Thursday, November 19, 2009

Love Uses Spices and Herbs (Twoem)

I participated on November 10 in another hour-long poetry jam on Twitter, hosted by @tspoetry. Our prompts, which changed frequently throughout the hour, all had to do with fruits, spices, and herbs. The "raw" tweets are here. The "twoem" (Twitter poem) crafted from my and other participating poets' tweets is here; it's called "The Walled Garden of Spices and Herbs". Its editor was Glynn Young of FaithFictionFriends, one of the founders of TweetSpeakPoetry.

Earlier, L.L. Barkat, another of the TweetSpeak founders and the force behind Random Acts of Poetry and many other creative online ventures, issued a call to blog readers to "cook us up a poem" around the theme we used November 10: fruits, herbs, and spices or, alternatively, information from a favorite recipe book or books. The contributions to RAP are posted here.
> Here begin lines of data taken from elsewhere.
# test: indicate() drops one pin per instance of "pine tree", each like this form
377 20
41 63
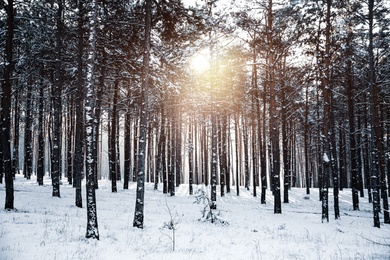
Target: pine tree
92 224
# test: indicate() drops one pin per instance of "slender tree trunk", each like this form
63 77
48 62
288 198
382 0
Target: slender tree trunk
351 119
92 224
306 141
374 160
113 158
139 205
70 139
79 102
96 123
27 169
262 142
15 157
178 148
57 88
127 153
190 156
326 120
41 140
236 142
6 109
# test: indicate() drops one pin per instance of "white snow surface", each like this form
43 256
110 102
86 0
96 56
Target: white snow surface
45 227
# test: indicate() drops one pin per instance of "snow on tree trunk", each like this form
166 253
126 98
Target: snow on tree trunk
92 224
57 86
6 110
139 203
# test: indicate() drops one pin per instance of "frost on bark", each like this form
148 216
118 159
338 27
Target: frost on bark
374 158
6 110
56 92
92 224
139 203
326 120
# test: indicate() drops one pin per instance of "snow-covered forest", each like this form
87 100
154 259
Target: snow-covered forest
268 113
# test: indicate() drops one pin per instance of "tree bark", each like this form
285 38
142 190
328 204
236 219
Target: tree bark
92 224
6 110
139 205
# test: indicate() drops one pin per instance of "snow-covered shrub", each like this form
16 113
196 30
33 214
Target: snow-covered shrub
208 215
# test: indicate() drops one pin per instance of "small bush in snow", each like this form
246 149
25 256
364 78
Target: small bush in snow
171 224
208 215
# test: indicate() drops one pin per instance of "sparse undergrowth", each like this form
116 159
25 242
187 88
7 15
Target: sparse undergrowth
208 214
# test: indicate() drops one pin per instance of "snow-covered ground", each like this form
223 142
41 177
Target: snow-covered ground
43 227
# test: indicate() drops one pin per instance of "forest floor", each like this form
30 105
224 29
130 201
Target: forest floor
43 227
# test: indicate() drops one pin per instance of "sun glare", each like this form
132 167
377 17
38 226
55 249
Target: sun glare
199 63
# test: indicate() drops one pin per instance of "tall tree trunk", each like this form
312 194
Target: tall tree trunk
190 155
6 109
27 169
274 127
306 141
57 88
351 119
178 148
326 120
113 158
92 224
79 102
263 145
15 157
41 140
236 146
374 160
70 139
127 153
139 205
96 123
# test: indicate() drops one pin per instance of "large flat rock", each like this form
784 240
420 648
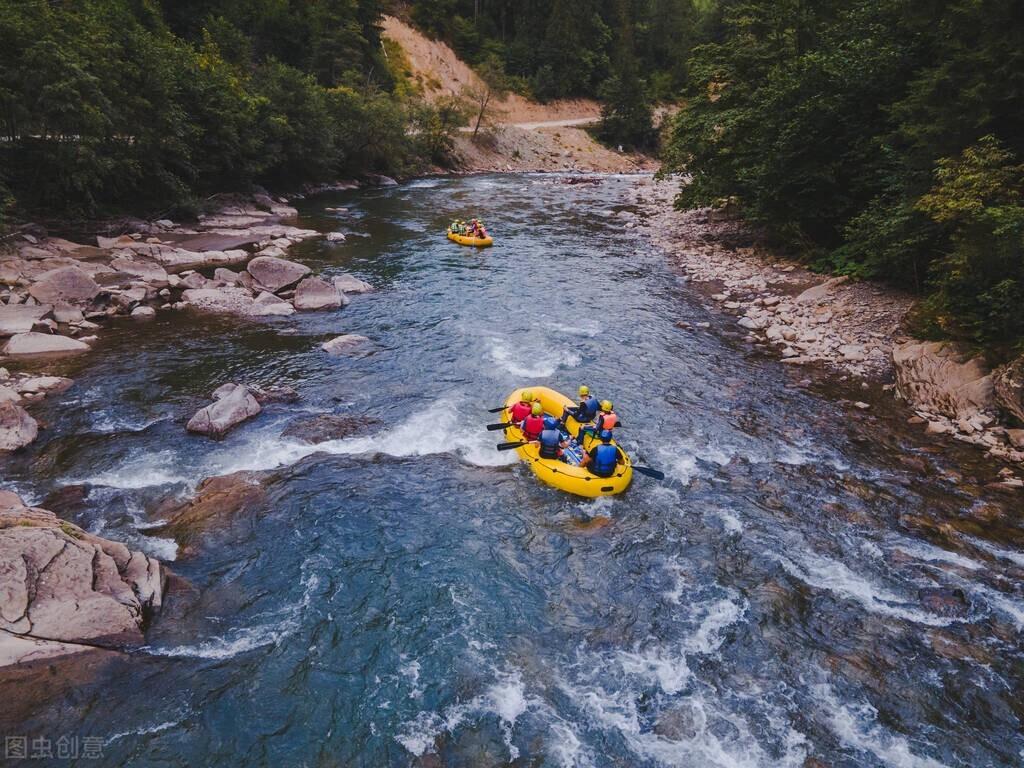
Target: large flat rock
36 343
18 318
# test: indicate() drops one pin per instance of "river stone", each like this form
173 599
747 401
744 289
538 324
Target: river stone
68 284
942 378
1008 382
58 583
316 429
313 294
231 409
267 304
343 344
275 273
36 343
143 269
350 284
944 601
17 429
217 500
18 318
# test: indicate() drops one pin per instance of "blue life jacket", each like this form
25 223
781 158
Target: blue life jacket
603 460
588 410
549 443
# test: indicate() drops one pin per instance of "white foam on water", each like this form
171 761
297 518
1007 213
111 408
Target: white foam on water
1004 554
147 730
931 553
150 470
833 576
531 361
858 728
245 639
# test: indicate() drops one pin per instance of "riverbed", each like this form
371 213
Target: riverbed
809 583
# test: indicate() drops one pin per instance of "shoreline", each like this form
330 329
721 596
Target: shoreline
830 325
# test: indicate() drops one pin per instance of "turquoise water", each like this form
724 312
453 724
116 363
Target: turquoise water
412 597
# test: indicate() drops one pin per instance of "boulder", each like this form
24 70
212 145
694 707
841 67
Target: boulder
19 318
942 378
67 284
275 273
17 429
143 269
313 294
343 344
217 500
59 584
349 284
68 313
233 300
316 429
1008 381
232 408
36 343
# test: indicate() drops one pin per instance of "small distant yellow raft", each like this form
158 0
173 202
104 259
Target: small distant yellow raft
465 240
564 476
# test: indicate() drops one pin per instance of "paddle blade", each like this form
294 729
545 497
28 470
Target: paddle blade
657 475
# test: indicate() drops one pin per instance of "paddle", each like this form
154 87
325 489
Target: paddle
657 475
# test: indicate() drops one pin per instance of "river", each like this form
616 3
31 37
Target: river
412 597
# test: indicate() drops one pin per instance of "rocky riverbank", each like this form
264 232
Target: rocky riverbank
854 329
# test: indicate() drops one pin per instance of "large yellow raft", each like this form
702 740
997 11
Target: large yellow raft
564 476
465 240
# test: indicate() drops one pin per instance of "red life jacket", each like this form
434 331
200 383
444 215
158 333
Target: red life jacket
519 412
532 426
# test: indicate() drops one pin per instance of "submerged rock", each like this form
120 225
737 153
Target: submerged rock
60 585
316 429
343 344
313 294
349 284
230 409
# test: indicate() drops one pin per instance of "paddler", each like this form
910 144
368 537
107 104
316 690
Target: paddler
520 410
602 459
532 425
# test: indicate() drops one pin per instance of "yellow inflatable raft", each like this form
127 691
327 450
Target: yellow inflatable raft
564 476
464 240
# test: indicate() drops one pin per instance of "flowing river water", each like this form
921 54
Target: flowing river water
412 597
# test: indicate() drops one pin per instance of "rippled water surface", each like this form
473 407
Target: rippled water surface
411 597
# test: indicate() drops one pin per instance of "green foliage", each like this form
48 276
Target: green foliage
830 124
138 104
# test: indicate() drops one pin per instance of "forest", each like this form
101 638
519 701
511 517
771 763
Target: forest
877 138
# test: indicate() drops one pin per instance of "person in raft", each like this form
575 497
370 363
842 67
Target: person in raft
532 425
551 440
520 410
602 459
586 412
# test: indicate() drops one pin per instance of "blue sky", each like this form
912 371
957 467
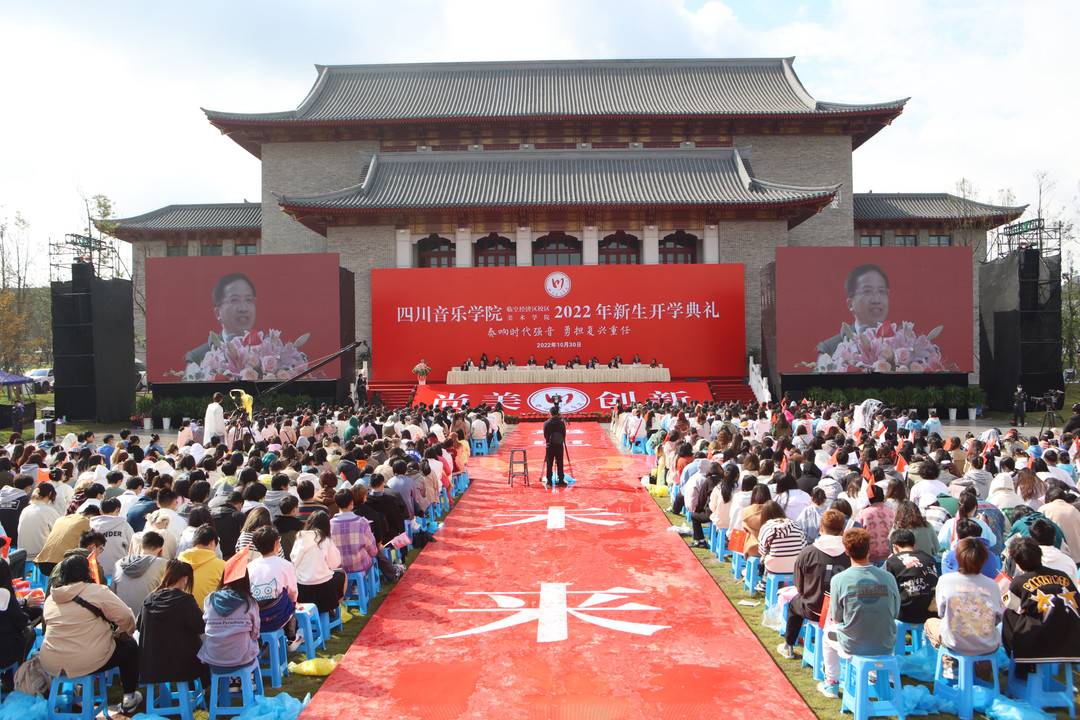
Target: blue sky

I decided to pull my tweets from the poetry jam and try to rework them into a new twoem or series of twoems. I took a few liberties, primarily breaking up some phrases or lines that originally appeared together so that I could use them with other phrases or lines, repeating some lines for effect, and adding punctuation. What follows is:

Love Uses Spices and Herbs
But It Sure Is Different

How does one tell
the differences,
one herb from another?

'Tis not like love:
Run hot or cold,
it makes no sense.

     * * *

If Chanterelle, the very name,
or truffle be the prize,
delicate as air but spongy,
thyme goes slowly.

When used to mimic time's passage,
it is as spice, scent rising
like a song on lips,
filling the room with nature's odes
to what's most natural:

Cheek left bright scarlet,
color of love.

     * * *

A single layer
of tea leaves
spread out upon my table
where I read your signs:

He shall not wait
what we tend so carefully.

He shall not wait
for hibiscus tea,
knowing not the labor
I take to pick its delicate leaves.

He shall not wait,
perchance that lap
that bids him near
holds greater flavor.

He shall not wait
to court.

Unable to tend
the garden of my love,
he shall not wait.

He shall not wait
to wreck
that piercing clove,
to bring an end to it
till life be spent,

Shame and regret
be left.

Set out on golden pillow
there on soil,
I read your signs:

Love leaves him ever.

     * * *

When love be done,
thyme hath no pride:

Night falls fast,
heart in walled garden
beats with sharpest pain.

Hot and bittersweet
be the blood,
color of nasturtium,
color of sin.

We have nothing left
about which to sing.

     * * *

Leavings of laurel
fallen along the pathway,
their taste hangs on my tongue
as do the seeds of your crime
to which you shrug.

     * * *

Who tends those hearts not
to oblivion send.

Those who make of love
a funeral
be rushed to gather up
what's left
to make a meal,
to bring an end to it.

     * * *

What say you
of prize won,
or wanting?

Where you led astray
what once was unopened,
your heart did gather unto itself.

You speak a tongue red with lies,
fiery, red, unforgiving,
as one in sun too long left
grown foul,
a bitter root,

Each clove piercing deeper,
leaving nothing more
than traces of love
evergreen no more,
shame and regret,
nothing left about which to sing.

     * * *

So try again
with abandoned crowns of laurel
to say thus:

Snow peas,
their gentle pod
a sweet curved pod,
a cradle for love remembered.

Each one a sweet reminder
of love whose favor
was ever quintessential,
flavored by spice.

Ambrosia of love
in all its wondrous varieties:

A pinch of nutmeg, touch of black pepper,
cloves to cut the too-sweet taste,
chilies whose colors betray not
the peppery tang of deceit.

Crowned with bay
when shade might
like a gentle canopy
restore soft salmon cheeks,

the cherry rose of lips,
the deep mahogany of hair.

Almonds like the shape
of your eyes
equally as well, cinnamon,
the color of your eyes
that bewitch:

Elixir of cinnamon and almonds
to make the heart
golden again.

     * * *

their taste hangs on my tongue
each one a sweet reminder of love.

     * * *

A hunt of love
she calls for.

Sparkling with abandoned crowns
of laurel, perhaps parsley,
grinding down
to just-right measure
for a most delecticious poem:

Sight and smell and taste
left satisfied
giving lift to love.


Glynn said...

Our tweet parties are great fun -- and what you've done here is an example of how great fun can also produce great beauty. "Elixir of cinnamon and almonds/ to make the heart/ golden again." And to mold words, thoughts and images into a sparkling, unique gem. Wonderful.

L.L. Barkat said...

I found something to take away. Come and see tomorrow. :)

Ah, but all of it is enchanting.

Anonymous said...

it is like you took all the words and said "bibbity bobbity boo" and they all danced and wove around and settled into place in a wonderful way!